"No," interrupted Garrick, quickly, "no—not yet. Don't make any move yet. I want to find out what the game is. It may be that it is someone who has tried and failed to get your tenant to come across with graft money. If we act without finding out first, we might be playing into the hands of this blackmailer."
Garrick had been holding the letter in his hand, examining it critically. While he was speaking, he had taken a toothpick and was running it hastily over the words, carefully studying them. His face was wrinkled, as if he were in deep thought.
Without saying anything more, Garrick walked over to the windows and pulled down the dark shades. Then he unrolled a huge white sheet at one end of the office.
From a corner he drew out what looked like a flat-topped stand, about the height of his waist, with a curious box-like arrangement on it, in which was a powerful light. For several minutes, he occupied himself with the adjustment of this machine, switching the light off and on and focussing the lenses.
Then he took the letter to Miss Winslow, laid it flat on the machine, switched on the light and immediately on the sheet appeared a very enlarged copy of the writing.
"This is what has been called a rayograph by a detective of my acquaintance," explained Garrick. "In some ways it is much superior to using a microscope."
He was tracing over the words with a pointer, much as he had already done with the toothpick.

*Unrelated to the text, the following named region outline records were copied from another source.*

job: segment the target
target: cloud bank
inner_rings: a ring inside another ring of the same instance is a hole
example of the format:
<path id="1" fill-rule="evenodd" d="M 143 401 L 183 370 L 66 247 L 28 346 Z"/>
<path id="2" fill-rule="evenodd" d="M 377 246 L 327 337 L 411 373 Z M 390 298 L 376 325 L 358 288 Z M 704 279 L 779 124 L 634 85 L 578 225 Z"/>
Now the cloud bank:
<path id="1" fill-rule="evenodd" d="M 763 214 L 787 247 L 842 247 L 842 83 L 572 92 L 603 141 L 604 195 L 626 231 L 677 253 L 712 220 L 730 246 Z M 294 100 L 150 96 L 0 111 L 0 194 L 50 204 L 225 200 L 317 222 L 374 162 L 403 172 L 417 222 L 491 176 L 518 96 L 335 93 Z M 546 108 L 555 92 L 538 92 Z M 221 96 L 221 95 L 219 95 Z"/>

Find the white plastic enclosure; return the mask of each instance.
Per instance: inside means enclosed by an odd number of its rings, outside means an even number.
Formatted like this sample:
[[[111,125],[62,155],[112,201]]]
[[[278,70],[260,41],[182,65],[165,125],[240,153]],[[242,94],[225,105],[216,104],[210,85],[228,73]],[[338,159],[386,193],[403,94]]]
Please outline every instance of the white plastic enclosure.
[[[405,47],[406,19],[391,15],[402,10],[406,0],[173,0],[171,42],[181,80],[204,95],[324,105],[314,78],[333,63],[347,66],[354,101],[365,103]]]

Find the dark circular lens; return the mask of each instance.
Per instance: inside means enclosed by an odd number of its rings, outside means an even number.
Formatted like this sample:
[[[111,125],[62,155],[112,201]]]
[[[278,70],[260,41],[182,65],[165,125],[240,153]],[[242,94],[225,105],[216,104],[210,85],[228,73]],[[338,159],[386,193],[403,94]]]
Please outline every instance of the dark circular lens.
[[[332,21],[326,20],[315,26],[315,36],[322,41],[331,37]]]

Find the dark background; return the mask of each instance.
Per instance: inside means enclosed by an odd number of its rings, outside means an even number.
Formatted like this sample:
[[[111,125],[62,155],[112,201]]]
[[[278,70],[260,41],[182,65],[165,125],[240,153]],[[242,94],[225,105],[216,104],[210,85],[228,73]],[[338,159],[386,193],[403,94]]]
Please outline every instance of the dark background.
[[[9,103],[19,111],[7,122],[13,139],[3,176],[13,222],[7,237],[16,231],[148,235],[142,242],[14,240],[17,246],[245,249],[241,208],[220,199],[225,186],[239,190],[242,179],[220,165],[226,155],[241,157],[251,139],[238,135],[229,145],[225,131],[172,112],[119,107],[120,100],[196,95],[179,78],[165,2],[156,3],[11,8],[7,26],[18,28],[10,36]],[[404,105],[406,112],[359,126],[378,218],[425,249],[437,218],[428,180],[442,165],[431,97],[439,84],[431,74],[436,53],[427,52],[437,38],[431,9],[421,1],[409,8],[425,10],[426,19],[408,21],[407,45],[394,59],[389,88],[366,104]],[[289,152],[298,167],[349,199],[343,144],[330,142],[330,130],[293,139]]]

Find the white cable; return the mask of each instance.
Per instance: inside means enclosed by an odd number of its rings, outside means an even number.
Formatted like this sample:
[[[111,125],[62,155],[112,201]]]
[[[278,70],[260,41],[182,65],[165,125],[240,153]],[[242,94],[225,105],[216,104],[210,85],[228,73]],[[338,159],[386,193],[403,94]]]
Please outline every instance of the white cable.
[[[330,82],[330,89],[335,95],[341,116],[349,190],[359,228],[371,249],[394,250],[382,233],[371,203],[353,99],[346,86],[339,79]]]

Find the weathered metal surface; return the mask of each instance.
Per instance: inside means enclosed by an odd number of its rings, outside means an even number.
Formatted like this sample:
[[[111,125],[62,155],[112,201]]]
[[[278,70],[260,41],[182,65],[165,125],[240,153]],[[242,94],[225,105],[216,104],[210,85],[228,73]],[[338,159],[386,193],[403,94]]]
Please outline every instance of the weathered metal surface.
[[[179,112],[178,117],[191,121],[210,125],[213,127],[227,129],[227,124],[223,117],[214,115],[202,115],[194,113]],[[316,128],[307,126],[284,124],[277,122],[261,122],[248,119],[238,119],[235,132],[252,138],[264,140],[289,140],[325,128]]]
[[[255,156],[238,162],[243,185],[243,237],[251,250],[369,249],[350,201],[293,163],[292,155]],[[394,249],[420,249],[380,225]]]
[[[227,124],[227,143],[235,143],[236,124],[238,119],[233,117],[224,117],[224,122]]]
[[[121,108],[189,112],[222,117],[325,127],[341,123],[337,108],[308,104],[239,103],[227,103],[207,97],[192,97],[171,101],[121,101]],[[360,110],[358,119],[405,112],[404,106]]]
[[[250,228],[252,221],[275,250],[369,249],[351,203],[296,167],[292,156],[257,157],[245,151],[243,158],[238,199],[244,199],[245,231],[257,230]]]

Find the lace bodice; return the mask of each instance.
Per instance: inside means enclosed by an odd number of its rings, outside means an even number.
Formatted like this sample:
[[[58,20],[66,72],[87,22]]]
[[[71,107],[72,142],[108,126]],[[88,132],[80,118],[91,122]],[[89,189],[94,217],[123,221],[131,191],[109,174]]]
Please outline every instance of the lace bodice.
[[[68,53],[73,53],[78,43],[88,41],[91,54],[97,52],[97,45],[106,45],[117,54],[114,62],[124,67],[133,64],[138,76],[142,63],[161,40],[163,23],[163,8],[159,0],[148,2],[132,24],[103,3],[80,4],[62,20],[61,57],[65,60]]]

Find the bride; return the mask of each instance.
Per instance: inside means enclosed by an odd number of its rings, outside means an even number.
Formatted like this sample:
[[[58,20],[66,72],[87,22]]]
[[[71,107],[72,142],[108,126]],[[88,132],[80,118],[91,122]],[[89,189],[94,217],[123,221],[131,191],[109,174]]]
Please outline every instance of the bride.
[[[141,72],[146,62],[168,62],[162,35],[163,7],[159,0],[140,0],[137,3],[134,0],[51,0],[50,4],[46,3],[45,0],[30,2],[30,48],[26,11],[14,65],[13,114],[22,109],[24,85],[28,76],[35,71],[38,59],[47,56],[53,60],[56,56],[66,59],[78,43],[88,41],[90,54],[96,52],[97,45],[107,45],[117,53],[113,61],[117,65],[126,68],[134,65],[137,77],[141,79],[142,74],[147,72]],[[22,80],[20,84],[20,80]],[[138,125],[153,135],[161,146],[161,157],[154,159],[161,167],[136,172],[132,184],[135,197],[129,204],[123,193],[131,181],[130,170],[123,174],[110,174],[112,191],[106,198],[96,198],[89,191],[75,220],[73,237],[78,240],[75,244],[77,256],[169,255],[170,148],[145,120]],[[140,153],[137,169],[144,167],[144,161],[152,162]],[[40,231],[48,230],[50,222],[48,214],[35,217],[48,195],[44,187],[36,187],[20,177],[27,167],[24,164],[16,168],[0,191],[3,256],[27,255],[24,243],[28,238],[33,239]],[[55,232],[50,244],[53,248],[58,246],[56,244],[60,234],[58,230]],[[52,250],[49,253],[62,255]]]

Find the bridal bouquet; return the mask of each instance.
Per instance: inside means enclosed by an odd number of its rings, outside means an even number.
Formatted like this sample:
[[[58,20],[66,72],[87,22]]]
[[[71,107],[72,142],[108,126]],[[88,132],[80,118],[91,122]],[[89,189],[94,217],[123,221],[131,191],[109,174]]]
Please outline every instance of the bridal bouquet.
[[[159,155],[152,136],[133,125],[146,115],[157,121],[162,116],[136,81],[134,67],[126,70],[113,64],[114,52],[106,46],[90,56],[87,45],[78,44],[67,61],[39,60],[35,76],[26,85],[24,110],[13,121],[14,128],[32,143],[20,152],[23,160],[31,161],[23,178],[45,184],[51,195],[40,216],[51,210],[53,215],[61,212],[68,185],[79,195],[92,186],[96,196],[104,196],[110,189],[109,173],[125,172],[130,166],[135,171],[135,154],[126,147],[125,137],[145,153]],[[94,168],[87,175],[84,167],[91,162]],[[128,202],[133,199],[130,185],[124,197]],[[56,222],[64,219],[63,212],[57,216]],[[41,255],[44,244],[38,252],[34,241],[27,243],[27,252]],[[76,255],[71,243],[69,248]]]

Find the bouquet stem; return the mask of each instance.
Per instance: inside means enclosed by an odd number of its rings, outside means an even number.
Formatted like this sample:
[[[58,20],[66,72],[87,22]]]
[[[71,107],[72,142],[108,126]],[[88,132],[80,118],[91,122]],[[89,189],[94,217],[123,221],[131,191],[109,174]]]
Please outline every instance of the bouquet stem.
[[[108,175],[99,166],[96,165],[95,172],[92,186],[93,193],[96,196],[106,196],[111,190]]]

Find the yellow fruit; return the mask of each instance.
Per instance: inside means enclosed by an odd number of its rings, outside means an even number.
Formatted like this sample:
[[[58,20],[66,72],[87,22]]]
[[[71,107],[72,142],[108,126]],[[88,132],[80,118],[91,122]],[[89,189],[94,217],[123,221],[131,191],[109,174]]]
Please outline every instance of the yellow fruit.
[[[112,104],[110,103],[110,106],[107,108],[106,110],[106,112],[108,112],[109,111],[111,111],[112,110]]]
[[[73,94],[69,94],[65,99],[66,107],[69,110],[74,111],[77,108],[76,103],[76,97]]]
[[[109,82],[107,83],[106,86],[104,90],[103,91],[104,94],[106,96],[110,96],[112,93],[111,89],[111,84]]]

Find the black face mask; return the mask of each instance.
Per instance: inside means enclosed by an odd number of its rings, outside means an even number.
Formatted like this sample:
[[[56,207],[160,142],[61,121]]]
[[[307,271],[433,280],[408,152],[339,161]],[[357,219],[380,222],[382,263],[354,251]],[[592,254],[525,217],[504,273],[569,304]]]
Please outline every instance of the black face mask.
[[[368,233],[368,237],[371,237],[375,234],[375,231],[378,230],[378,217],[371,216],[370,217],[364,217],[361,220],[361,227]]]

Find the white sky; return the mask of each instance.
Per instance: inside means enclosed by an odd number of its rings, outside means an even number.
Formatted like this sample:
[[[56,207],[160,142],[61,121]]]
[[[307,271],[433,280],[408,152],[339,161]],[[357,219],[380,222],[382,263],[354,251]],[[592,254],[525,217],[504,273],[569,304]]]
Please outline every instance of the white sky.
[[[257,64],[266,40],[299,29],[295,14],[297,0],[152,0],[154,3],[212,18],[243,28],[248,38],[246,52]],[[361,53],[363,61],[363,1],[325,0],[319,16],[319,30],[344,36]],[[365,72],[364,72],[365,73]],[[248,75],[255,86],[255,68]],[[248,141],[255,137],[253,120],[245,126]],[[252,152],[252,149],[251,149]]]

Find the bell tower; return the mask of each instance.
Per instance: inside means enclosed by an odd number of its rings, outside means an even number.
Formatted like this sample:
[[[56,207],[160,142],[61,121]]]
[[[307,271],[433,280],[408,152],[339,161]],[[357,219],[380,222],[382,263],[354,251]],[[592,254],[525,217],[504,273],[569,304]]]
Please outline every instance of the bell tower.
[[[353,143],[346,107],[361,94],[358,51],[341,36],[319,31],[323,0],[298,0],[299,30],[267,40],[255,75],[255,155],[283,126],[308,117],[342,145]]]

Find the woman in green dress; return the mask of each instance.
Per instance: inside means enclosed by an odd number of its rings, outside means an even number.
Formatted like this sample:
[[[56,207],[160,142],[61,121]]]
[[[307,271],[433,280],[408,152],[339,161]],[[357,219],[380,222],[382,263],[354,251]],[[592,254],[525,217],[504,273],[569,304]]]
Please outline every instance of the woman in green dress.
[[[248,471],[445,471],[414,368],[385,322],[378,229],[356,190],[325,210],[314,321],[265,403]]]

"Now, you must know," he continued, "or you may not know, but it is a well-proved fact, that those who suffer from various affections of the nerves or heart often betray the fact in their handwriting. Of course, in cases where the disease has progressed very far it may be evident to the naked eye even in the ordinary handwriting. But, it is there, to the eye of the expert, even in incipient cases.
"In short," he continued, engrossed in his subject, "what really happens is that the pen acts as a sort of sphygmograph, registering the pulsations. I think you can readily see that when the writing is thrown on a screen, enlarged by the rayograph, the tremors of the pen are quite apparent."
I studied the writing, following his pointer as it went over the lines and I began to understand vaguely what he was driving at.